The Arduino Due has a resettable polyfuse that protects your computer's USB ports from shorts and overcurrent. Although most computers provide their own internal protection, the fuse provides an extra layer of protection. If more than 500 mA is applied to the USB port, the fuse will automatically break the connection until the short or overload is removed.

 

Physical Characteristics and Shield Compatibility

 

The maximum length and width of the Arduino Due PCB are 4 and 2.1 inches respectively, with the USB connectors and power jack extending beyond the former dimension. Three screw holes allow the board to be attached to a surface or case.

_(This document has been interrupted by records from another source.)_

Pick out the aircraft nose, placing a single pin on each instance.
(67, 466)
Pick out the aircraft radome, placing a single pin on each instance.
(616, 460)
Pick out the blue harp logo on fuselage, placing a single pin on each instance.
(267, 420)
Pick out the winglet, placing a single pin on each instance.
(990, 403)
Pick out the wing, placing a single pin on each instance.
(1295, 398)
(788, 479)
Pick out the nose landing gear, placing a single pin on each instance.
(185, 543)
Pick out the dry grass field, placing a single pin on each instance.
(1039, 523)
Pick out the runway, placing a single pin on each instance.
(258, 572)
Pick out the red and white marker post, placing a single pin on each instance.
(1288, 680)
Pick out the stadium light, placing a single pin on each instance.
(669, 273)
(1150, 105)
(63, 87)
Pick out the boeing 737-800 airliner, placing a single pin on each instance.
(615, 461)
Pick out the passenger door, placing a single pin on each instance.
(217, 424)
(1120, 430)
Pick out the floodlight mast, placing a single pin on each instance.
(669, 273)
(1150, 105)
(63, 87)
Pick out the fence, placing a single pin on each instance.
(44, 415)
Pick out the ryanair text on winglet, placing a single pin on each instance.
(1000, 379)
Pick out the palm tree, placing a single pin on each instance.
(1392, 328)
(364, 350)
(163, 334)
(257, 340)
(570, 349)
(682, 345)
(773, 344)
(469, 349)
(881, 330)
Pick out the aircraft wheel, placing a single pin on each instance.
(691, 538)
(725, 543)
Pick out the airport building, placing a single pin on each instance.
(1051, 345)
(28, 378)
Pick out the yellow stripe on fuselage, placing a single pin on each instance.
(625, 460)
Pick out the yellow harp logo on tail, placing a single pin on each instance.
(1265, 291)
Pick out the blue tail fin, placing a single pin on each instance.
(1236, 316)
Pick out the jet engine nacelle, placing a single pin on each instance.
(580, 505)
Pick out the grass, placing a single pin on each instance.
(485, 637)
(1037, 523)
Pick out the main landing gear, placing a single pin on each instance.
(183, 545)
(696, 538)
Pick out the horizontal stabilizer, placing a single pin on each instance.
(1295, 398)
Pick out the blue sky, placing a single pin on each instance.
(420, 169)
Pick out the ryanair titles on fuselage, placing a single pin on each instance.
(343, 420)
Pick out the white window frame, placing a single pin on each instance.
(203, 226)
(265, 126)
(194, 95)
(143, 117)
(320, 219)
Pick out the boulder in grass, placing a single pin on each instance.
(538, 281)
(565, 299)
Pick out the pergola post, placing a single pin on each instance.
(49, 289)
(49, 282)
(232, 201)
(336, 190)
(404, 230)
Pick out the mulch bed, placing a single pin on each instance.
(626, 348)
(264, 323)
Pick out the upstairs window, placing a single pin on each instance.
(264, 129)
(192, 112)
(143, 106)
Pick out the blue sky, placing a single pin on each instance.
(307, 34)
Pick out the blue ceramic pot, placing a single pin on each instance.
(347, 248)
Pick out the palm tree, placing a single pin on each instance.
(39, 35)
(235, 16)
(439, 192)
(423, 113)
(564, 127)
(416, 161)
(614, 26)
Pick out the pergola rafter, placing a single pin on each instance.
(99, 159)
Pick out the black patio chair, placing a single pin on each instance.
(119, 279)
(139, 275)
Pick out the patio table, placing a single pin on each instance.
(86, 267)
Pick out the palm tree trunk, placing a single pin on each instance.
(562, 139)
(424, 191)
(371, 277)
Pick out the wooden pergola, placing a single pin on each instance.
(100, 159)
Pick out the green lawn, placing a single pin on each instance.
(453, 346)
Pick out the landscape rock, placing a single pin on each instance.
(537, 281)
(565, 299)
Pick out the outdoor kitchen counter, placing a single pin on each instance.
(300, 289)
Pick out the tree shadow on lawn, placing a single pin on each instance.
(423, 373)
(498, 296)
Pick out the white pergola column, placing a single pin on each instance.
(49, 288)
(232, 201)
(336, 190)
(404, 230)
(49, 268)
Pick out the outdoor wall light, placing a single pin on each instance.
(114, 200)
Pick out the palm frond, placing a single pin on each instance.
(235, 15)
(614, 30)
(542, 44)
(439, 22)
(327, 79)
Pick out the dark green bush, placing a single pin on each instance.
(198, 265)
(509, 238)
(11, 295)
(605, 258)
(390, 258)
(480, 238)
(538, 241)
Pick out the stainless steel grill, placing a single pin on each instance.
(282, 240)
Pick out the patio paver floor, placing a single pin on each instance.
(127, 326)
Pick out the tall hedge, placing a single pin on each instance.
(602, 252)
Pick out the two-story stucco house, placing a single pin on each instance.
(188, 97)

Note that the distance between digital pins 7 and 8 is 160 mil (0.16"), not an even multiple of the 100 mil spacing of the other pins.

 

The Arduino Due is designed to be compatible with most shields designed for the Uno, Diecimila or Duemilanove. Digital pins 0 to 13 (and the adjacent AREF and GND pins), analog inputs 0 to 5, the power header, and "ICSP" (SPI) header are all in equivalent locations. Further the main UART (serial port) is located on the same pins (0 and 1). Please note that I2C is not located on the same pins on the Due (20 and 21) as the Duemilanove / Diecimila (analog inputs 4 and 5).